Matchmaking in roofing is a lot like dating — chemistry matters. Matching your needs up with the ideal roofing membrane for the task means looking at how the membrane is made and what it’s likely to face in the years of work protecting your building.
Look at How It’s Made
The first thing we all think of with roofs is keeping our building dry. All roofing membranes do that well out of the gate, but over time membranes degrade for various reasons. Many people consider the challenges of well-known threats like UV rays, foot traffic, storms and mechanical equipment when choosing a membrane. Chemicals and pollutants are far too often overlooked.
Every roof will face some chemical elements in its lifetime. That’s because they are everywhere from pollutants in rainwater industrial emissions, leaks from HVAC units and vents from the very buildings they protect. Food processing plants and restaurants are particularly susceptible to damage.
That’s why it’s critical to consider chemical resistance as part of your roofing membrane decision. Different roofing membranes are made with different formulas, and each one reacts differently to chemical exposure. The wrong choice could cost you expensive leaks and repairs or even your whole roof.
Finding the Best Option
As you compare roofing membranes, be sure to ask providers about resistance to commonly found environmental contaminants and pay particular attention to chemicals you expect the roof to encounter. For example, a restaurant with a rooftop vent should ensure that the membrane can resist fats and oils. If your HVAC unit is on top of the building, make sure any chemical leakage won’t cause costly roof damage.
In general, TPO and EPDM roofs can crack or swell when exposed to certain oils.

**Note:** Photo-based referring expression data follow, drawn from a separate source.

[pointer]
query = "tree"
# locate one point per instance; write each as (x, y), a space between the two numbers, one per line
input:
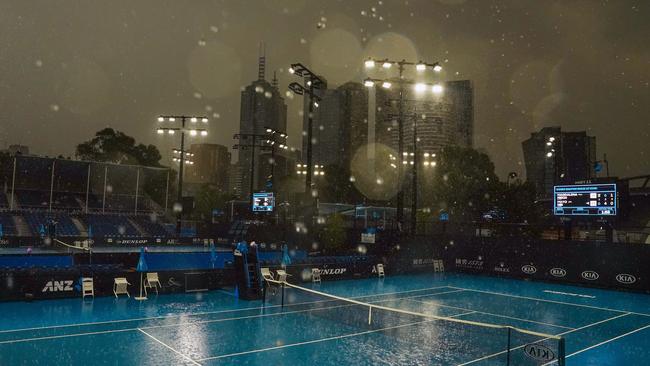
(334, 234)
(207, 199)
(463, 183)
(113, 146)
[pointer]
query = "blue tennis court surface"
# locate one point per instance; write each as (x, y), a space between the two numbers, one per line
(600, 327)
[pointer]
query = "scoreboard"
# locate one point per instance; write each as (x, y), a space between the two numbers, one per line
(263, 202)
(585, 200)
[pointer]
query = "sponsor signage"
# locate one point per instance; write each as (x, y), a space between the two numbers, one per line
(529, 269)
(539, 352)
(558, 272)
(368, 238)
(470, 263)
(59, 286)
(626, 279)
(502, 268)
(590, 275)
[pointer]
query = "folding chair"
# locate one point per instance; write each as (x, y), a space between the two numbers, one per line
(315, 275)
(152, 281)
(282, 275)
(266, 274)
(380, 270)
(120, 286)
(87, 287)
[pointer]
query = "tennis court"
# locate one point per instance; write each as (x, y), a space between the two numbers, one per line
(599, 327)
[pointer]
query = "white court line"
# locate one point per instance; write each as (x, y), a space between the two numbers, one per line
(483, 312)
(65, 336)
(195, 322)
(543, 339)
(323, 339)
(602, 343)
(551, 301)
(162, 317)
(170, 348)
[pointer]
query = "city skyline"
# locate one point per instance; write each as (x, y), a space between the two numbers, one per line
(533, 65)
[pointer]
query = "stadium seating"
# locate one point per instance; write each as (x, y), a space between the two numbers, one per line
(7, 222)
(64, 226)
(151, 224)
(109, 225)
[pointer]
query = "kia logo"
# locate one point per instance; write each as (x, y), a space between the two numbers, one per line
(539, 352)
(557, 272)
(590, 275)
(529, 269)
(626, 279)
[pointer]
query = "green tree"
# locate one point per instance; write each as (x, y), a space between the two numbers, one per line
(463, 183)
(334, 233)
(113, 146)
(208, 198)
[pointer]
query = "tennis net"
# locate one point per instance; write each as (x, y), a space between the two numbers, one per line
(424, 338)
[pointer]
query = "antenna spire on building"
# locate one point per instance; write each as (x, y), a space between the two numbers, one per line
(275, 80)
(261, 71)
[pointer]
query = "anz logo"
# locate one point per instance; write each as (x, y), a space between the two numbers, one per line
(539, 352)
(558, 272)
(626, 279)
(58, 286)
(590, 275)
(529, 269)
(333, 271)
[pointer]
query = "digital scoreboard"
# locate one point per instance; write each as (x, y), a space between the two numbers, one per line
(585, 200)
(263, 202)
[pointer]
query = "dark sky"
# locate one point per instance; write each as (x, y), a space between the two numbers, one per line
(69, 68)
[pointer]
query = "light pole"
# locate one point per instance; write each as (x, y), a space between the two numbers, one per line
(194, 120)
(401, 82)
(312, 83)
(279, 139)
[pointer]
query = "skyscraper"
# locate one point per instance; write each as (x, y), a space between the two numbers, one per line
(553, 156)
(211, 166)
(261, 106)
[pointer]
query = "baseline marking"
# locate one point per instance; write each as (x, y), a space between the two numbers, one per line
(605, 342)
(543, 339)
(170, 348)
(552, 301)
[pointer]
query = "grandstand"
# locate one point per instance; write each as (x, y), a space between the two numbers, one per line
(85, 199)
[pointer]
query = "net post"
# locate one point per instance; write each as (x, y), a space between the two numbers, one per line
(282, 303)
(561, 350)
(508, 355)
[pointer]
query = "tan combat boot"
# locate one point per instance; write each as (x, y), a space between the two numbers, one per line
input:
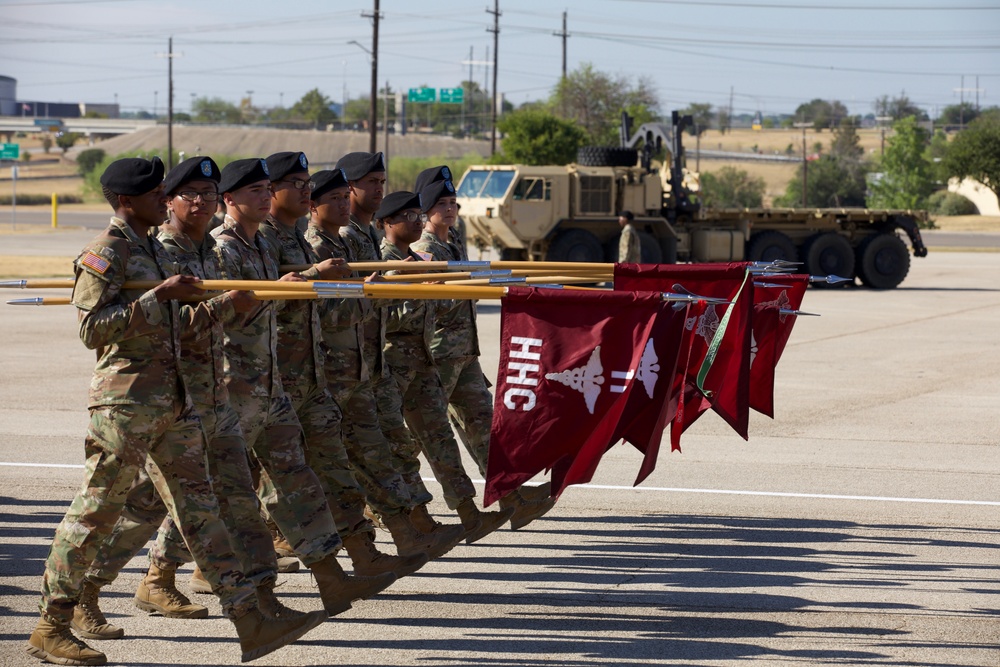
(409, 540)
(271, 607)
(55, 643)
(369, 561)
(338, 590)
(260, 635)
(480, 524)
(158, 593)
(198, 583)
(525, 511)
(88, 620)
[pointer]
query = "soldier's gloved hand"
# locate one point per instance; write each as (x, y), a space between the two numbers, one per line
(243, 302)
(333, 268)
(179, 288)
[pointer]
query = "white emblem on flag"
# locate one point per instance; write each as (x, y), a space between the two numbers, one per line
(585, 379)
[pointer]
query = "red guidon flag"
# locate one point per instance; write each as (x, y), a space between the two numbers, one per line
(569, 360)
(717, 373)
(771, 329)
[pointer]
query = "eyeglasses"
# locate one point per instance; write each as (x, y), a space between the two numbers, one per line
(300, 183)
(410, 216)
(191, 196)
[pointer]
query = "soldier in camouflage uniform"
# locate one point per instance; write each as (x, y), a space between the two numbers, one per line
(455, 344)
(192, 192)
(409, 331)
(349, 378)
(289, 489)
(303, 371)
(140, 408)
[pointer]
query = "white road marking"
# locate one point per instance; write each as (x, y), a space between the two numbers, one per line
(668, 489)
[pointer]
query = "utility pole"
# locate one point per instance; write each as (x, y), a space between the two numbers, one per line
(373, 109)
(564, 36)
(169, 55)
(496, 43)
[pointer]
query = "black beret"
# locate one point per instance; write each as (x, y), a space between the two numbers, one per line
(396, 202)
(133, 176)
(360, 164)
(239, 173)
(326, 180)
(283, 164)
(430, 194)
(200, 168)
(432, 175)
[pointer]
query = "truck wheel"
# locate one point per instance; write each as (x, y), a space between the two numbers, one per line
(829, 254)
(575, 245)
(770, 245)
(606, 156)
(883, 261)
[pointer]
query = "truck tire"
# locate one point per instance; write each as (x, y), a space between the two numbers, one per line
(770, 245)
(829, 254)
(883, 261)
(606, 156)
(575, 245)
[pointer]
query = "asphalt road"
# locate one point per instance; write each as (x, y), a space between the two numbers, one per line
(858, 528)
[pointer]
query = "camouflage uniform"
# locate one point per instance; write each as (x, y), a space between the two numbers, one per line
(349, 379)
(202, 370)
(363, 244)
(290, 490)
(139, 408)
(455, 348)
(409, 331)
(301, 366)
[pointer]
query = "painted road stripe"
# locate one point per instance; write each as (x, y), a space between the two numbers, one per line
(668, 489)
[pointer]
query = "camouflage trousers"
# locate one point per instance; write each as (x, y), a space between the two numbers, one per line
(470, 405)
(289, 490)
(369, 451)
(144, 511)
(425, 409)
(325, 453)
(118, 442)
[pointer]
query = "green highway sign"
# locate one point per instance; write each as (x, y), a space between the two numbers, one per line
(452, 95)
(421, 95)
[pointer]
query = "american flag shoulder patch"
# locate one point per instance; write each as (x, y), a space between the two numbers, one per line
(95, 262)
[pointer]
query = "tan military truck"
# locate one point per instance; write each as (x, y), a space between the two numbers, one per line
(570, 213)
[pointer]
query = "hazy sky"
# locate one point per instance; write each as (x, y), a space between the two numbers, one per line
(773, 55)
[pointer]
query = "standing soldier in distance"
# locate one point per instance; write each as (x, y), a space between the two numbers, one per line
(455, 343)
(290, 490)
(192, 192)
(303, 372)
(410, 329)
(349, 379)
(140, 408)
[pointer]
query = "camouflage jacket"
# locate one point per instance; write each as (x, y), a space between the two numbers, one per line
(362, 242)
(251, 341)
(455, 334)
(202, 356)
(137, 339)
(409, 324)
(300, 338)
(343, 327)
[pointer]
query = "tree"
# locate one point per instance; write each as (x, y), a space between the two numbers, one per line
(731, 188)
(975, 152)
(701, 113)
(534, 136)
(215, 110)
(906, 176)
(314, 107)
(594, 101)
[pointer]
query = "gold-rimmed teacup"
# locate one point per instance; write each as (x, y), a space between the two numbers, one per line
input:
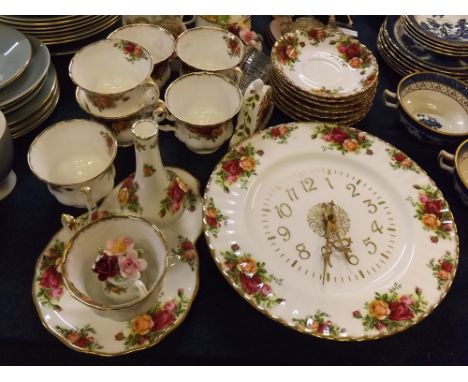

Modified bitumen (mod bit) roofing can soften or even dissolve. FiberTite’s DuPont™ Elvaloy® Ketone Ethylene Ester (KEE)-based membrane is impervious to most oils and other contaminants, and we have the testing to prove it.
Check the Warranty
Having a salesperson promise performance is one thing. Ensuring that a manufacturer stands behind a product is another. Most warranties do not cover pollutants, so the damage they cause falls right back on the owner of the building. Read the fine print on a warranty before committing, and ask around and see how different roofing membranes fare when used on similar buildings. Track records matter.